As for the other ones... well:
111) Maybe tolerate and display errors when failing to add routes through ROUTES6 and nevertheless stop at first error in IPCFG?
1100) I quickly went through some RFCs and DAD seems only mandatory for autoconfiguration, so one could skip it for IP addresses that are defined statically by the sysadmin.

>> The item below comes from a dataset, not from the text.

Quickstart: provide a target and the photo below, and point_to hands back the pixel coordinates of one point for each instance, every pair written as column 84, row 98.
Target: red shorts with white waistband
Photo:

After all, he's supposed to know what he's doing. Doing so in ADDR6 doesn't trigger my wait_for_dad() anymore.
Comment by Jouke Witteveen (jouke) - Wednesday, 16 May 2012, 18:24 GMT
I was playing with something similar this morning (attached). But didn't get things to my liking yet. I presume nodad cannot work with the current setup? That is: ADDR6=('<address> nodad') doesn't work. Is that correct? I wouldn't mind solving that as we go.
Comment by Steve Caligo (scaligo) - Wednesday, 16 May 2012, 18:42 GMT
No, that doesn't work. Both ADDR6 and ROUTES6 only support "simple" arguments, i.e. an address part and an optional netmask.
Comment by Jouke Witteveen (jouke) - Wednesday, 16 May 2012, 22:14 GMT
Yeah, ip doesn't take any quirks :-P.

I'm increasing impact a bit, so no patch this time. Could you test the attached file?
I) I moved routes around to match their intended (commit c8be1) use.
II) My fickle mind decided addresses and routes should not be quoted after all. (Yippee!)
III) IPCFG is treated after the common proceedings.
   ethernet (9.9 KiB)
Comment by Steve Caligo (scaligo) - Thursday, 17 May 2012, 05:57 GMT
Thanks for the changes, it works fine for me so far, in both DHCP and static setups.

A little warning might be useful thou:
Using only IPCFG (to add the IP addresses) and ROUTES6 (for routing) won't work anymore now, because ROUTES6 comes first. So people with such a setup will have to modify their configuration and switch to ADDR6/ROUTES6 instead. These changes are of course trivial.
Comment by Jouke Witteveen (jouke) - Thursday, 17 May 2012, 09:21 GMT
Nice catch! Thanks for all your help.